The overall plan is very similar to that of Enescu's Octet, written fifty years earlier, in that it is constructed as a vast sonata-allegro form. In this context, the first movement functions as an exposition, the second and third movements serve as the developments, respectively, of the first and second theme groups from the first movement, and the finale is the recapitulation of the whole. Although the layout follows the traditional four-movement pattern for string quartets, Enescu's sometimes unconventional procedures have provoked considerable disagreement when it comes to describing the structure of the individual movements.

==Discography==
- Georges Enesco: Sonata for Violin and Piano No. 2 in F Minor, Op. 6; String Quartet No. 2, Op. 22, No. 2, in G major. George Enescu, violin; Dinu Lipatti, piano; Rumanian Radio String Quartet. LP recording. 1 disc, 33⅓ rpm, monaural. New York, NY: Monitor Records, 1965.
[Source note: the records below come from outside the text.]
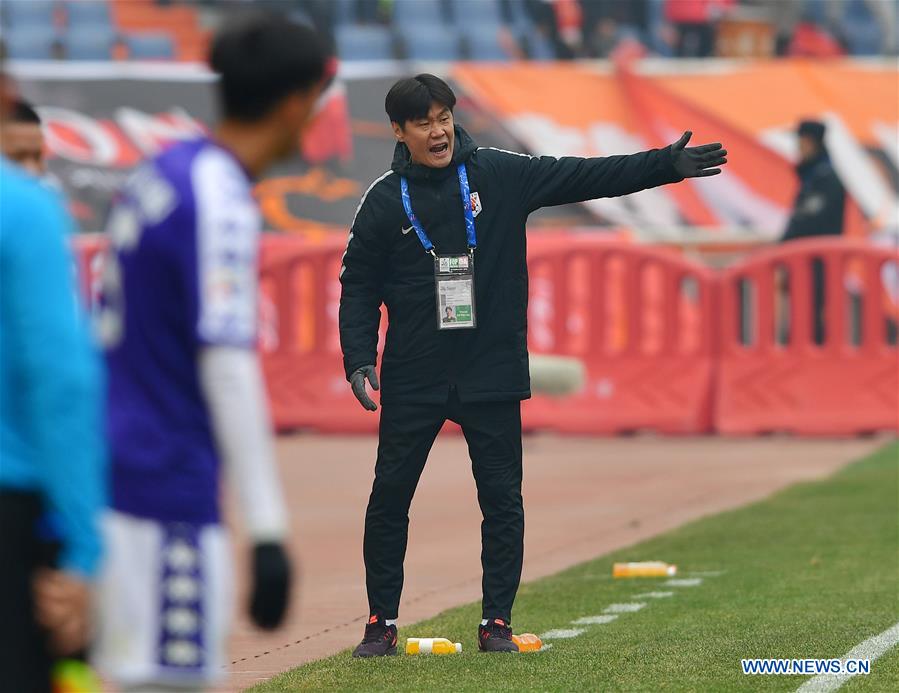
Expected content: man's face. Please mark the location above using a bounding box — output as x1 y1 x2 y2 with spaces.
393 101 455 168
0 121 45 176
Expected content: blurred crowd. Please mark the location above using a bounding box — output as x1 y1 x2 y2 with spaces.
181 0 899 59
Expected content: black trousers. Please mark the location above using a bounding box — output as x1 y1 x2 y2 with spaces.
363 390 524 622
0 491 53 693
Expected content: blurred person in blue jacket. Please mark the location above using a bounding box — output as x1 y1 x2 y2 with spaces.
0 70 106 693
0 99 47 177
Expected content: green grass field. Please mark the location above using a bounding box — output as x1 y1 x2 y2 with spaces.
252 443 899 693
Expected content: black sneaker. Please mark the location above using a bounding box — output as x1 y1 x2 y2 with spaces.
478 618 518 652
353 614 396 657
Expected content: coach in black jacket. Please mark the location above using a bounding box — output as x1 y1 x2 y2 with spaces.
340 75 726 656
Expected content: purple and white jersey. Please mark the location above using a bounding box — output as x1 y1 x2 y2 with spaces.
105 139 261 523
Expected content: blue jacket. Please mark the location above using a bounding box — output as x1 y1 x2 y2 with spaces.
0 160 107 578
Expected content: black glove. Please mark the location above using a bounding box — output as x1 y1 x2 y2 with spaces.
671 130 727 178
350 366 380 411
250 543 290 630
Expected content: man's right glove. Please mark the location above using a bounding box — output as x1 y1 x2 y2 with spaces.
250 542 290 630
350 366 380 411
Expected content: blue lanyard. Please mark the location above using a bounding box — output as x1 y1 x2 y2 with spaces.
400 164 478 255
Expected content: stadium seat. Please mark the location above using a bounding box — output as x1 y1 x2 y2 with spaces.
65 0 112 29
462 24 510 60
523 27 556 60
0 0 56 30
335 26 395 60
839 0 882 55
3 26 56 60
125 32 175 60
451 0 505 27
402 25 462 60
393 0 447 29
334 0 356 26
62 27 116 60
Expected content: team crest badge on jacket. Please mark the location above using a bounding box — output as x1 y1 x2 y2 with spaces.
471 193 483 216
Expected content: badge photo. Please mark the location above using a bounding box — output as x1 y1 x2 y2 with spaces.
471 193 483 216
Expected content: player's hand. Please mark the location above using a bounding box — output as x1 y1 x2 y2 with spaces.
33 569 91 656
671 130 727 178
250 542 291 630
350 366 380 411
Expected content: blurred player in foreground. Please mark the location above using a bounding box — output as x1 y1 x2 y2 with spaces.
95 15 325 690
2 99 46 178
0 69 106 693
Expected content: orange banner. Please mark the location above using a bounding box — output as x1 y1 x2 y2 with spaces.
454 59 899 239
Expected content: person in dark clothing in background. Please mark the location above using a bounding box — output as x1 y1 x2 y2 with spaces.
781 120 846 241
340 74 727 657
781 120 846 344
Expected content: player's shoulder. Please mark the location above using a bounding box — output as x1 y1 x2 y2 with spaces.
353 170 400 223
0 160 68 237
471 147 534 163
362 169 400 202
0 160 59 210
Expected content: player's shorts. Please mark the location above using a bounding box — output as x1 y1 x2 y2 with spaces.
92 512 234 686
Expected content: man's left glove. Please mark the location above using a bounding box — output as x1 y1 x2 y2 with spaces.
250 542 290 630
350 366 379 411
671 130 727 178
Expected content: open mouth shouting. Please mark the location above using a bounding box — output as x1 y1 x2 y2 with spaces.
428 142 449 160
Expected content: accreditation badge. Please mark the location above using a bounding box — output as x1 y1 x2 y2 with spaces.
434 254 475 330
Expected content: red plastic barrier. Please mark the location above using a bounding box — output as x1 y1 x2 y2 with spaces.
716 239 899 435
523 236 714 434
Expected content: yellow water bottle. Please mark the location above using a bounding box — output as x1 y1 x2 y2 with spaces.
612 561 677 578
512 633 543 652
406 638 462 654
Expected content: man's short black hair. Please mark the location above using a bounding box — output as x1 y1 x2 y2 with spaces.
9 99 41 125
384 73 456 126
209 13 326 122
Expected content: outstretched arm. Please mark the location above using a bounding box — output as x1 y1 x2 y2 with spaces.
496 131 727 213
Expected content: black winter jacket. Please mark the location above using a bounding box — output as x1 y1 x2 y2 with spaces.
781 153 846 241
340 126 681 404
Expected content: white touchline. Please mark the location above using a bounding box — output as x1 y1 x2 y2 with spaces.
540 628 586 640
571 614 618 626
796 623 899 693
662 578 702 587
603 602 646 614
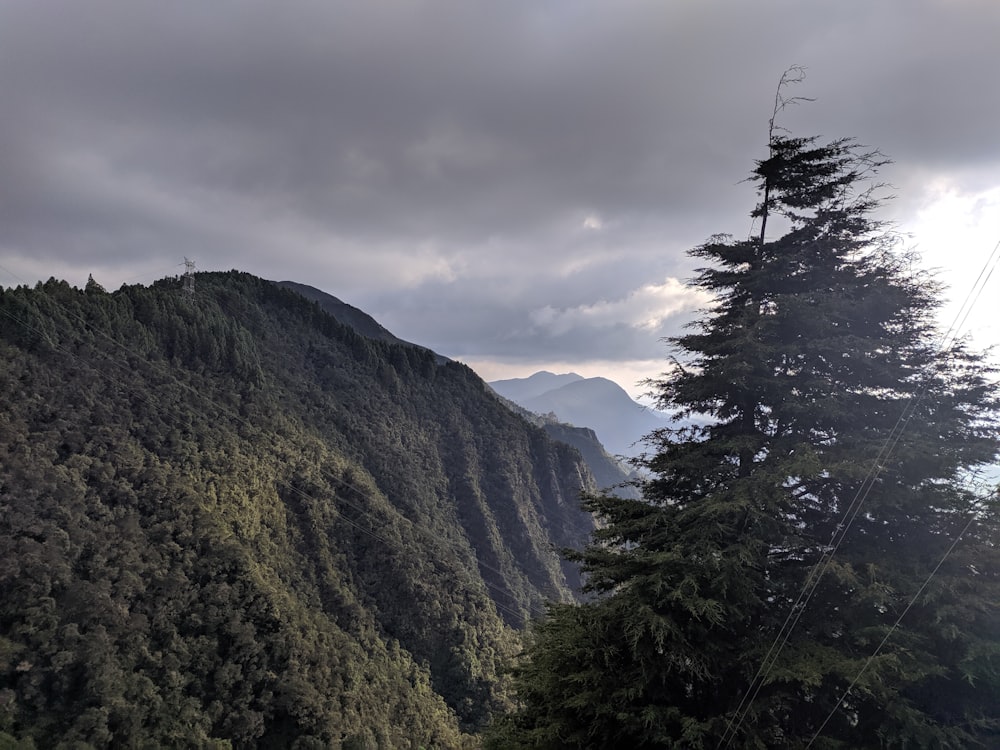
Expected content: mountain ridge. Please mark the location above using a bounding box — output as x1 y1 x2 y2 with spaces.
0 271 594 750
489 371 669 457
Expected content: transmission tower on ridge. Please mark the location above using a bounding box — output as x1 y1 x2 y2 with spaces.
184 256 194 297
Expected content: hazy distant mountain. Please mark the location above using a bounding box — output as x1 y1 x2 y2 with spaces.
0 271 594 750
489 370 583 404
489 372 666 456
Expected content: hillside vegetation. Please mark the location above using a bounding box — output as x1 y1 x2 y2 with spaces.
0 272 592 748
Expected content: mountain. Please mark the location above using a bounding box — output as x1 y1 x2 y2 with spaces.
489 372 667 456
0 271 594 749
276 281 447 362
489 370 583 404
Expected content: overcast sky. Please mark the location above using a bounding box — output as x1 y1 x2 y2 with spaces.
0 0 1000 400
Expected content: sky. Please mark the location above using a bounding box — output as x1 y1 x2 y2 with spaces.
0 0 1000 396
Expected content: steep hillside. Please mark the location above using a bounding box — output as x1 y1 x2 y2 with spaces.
0 272 592 748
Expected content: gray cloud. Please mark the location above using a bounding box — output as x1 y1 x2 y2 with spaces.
0 0 1000 388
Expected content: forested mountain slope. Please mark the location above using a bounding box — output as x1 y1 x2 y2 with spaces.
0 272 592 748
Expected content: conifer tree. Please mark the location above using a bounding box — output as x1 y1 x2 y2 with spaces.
487 83 1000 748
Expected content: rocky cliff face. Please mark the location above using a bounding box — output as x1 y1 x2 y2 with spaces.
0 272 593 747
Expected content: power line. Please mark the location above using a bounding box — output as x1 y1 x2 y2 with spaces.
718 235 1000 748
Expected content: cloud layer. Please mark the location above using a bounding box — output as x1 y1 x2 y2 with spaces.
0 0 1000 396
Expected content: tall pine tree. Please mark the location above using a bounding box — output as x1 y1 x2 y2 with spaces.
487 90 1000 748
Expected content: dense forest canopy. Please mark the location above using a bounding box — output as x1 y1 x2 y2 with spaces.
488 122 1000 750
0 272 592 748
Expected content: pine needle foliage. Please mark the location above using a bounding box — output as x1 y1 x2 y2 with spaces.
487 120 1000 748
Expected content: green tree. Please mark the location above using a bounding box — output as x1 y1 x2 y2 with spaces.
487 104 1000 748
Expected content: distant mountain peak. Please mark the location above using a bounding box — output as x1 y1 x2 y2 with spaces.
489 370 665 456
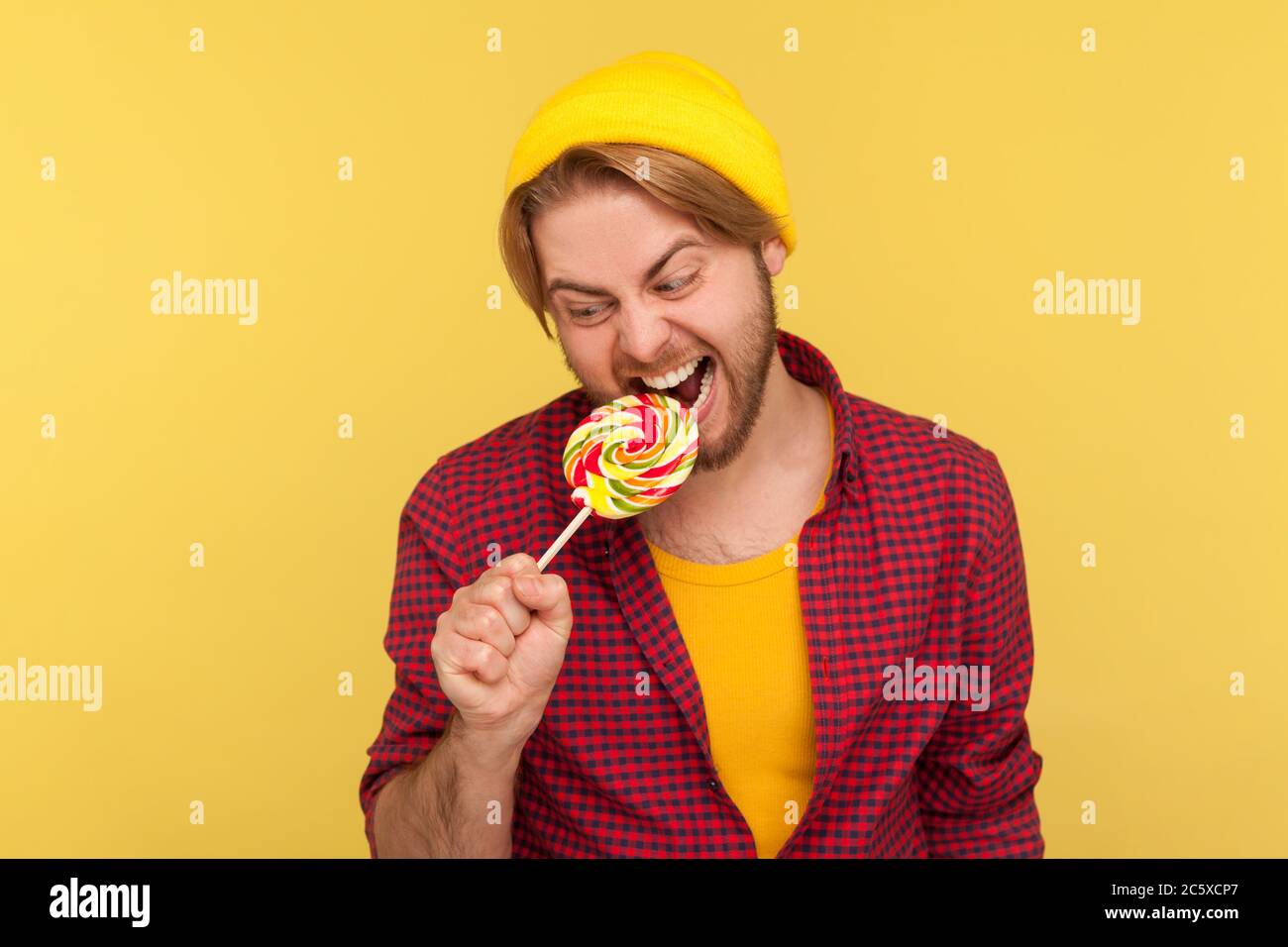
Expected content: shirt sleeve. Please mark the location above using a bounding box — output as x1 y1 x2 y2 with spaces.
915 451 1044 858
358 469 456 858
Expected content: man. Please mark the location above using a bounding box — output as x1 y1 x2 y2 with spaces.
361 53 1043 858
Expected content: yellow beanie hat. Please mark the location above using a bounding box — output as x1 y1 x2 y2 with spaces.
505 51 796 256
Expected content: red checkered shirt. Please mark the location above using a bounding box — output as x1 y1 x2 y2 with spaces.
360 330 1044 858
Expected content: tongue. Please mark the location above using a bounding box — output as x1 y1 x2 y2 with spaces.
669 362 705 407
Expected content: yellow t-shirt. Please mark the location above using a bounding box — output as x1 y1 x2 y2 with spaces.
649 391 834 858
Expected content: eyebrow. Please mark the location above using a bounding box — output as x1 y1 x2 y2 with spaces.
546 237 709 296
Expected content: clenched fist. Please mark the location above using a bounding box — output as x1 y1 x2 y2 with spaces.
429 553 574 747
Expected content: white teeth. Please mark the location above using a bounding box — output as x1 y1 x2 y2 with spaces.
690 362 716 411
640 356 702 389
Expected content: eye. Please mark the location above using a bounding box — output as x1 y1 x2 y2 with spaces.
657 271 699 292
568 305 604 320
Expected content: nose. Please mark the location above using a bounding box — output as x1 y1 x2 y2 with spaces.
617 301 671 366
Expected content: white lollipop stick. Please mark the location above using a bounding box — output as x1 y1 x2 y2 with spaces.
537 506 593 573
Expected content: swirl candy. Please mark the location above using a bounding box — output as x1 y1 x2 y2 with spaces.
537 391 698 570
563 393 698 519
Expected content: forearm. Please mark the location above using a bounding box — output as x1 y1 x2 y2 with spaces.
374 712 523 858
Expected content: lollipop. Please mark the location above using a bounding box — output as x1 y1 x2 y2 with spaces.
537 391 698 571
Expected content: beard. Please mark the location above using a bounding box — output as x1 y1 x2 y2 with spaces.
561 249 778 473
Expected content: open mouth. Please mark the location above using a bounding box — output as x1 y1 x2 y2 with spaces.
630 356 716 411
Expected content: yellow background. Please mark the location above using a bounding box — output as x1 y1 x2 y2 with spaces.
0 0 1288 857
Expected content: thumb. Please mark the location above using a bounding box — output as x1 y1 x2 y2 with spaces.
514 573 572 638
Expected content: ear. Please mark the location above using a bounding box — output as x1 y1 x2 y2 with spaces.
760 237 787 275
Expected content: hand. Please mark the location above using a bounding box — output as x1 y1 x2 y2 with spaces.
429 553 574 751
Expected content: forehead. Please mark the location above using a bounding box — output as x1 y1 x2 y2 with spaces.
532 183 709 282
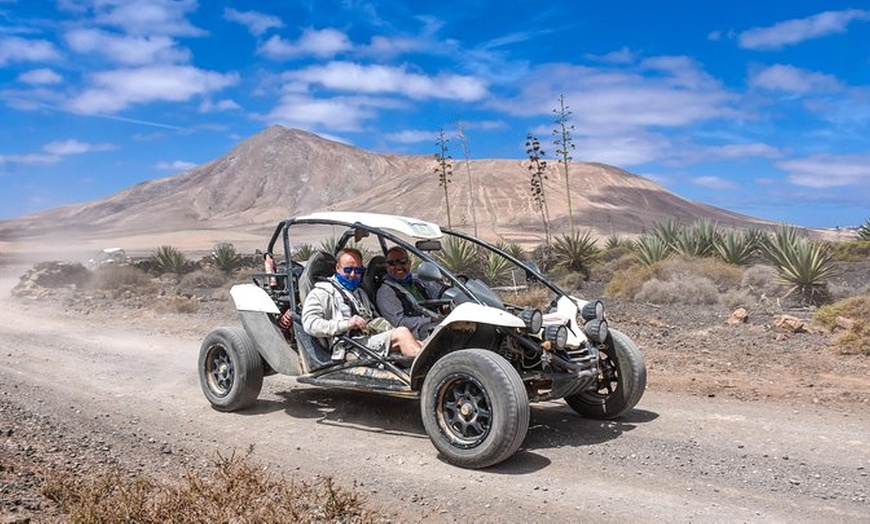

- George Enescu: Cvartet de coarde nr. 2 în sol major, op. 22, nr. 2; Cvartet nr. 2 pentru pian, vioară, violă, și violoncel în re minor, op. 30. "Voces" String Quartet (Bujor Prelipcean and ?, violins; Gheorghe Haag, viola; Dan Prelipcean, cello). Yvonne Piedemonte-Prelipcean (piano), members of the "Voces" String Quartet (Bujor Prelipcean, violin; Gheorghe Haag, viola; Dan Prelipcean, cello). Recorded in 1981. LP recording, 1 disc: analogue, 33⅓ rpm, stereo, 12 in. Electrecord ST ECE 01854. Romania: Electrecord, 1981.
  - String Quartet No. 2, reissued, coupled with String Quartet No. 1, Op. 22, No. 1, in E-flat major. CD recording, 1 audio disc: digital, stereo, 4¾ in. Olympia Explorer Series. Olympia OCD 413. London: Olympia, 1991. Reissued, Electrecord EDC 662/663. Bucharest: Electrecord, 2005.
- George Enescu: String Quartets Op. 22, nos. 1 & 2. Quatuor Athenaeum Enesco (Constantin Bogdanas and Florin Szigeti, violíns; Dan Iarca, viola; Dorel Fodereanu, cello). Recorded 16–19 May 1992 by Schweizer Radio DRS. CD recording, 1 audio disc: digital, stereo, 4¾ in. CPO 999-0682. Georgsmarienhütte: CPO, [1993].
- Enescu: String Quartets Nos. 1 and 2. Quatuor Ad Libitum (Adrian Berescu and Șerban Mereuță, violins; Bogdan Bișoc, viola; Filip Papa, cello). Recorded in the MoldovaPhilharmonic Hall, Iași, May 1999. CD recording, 1 audio disc: digital, stereo, 4¾ in. Mécénat MusicalNaxos 8.554721. [S.l.]: HNH International, Ltd. 2000.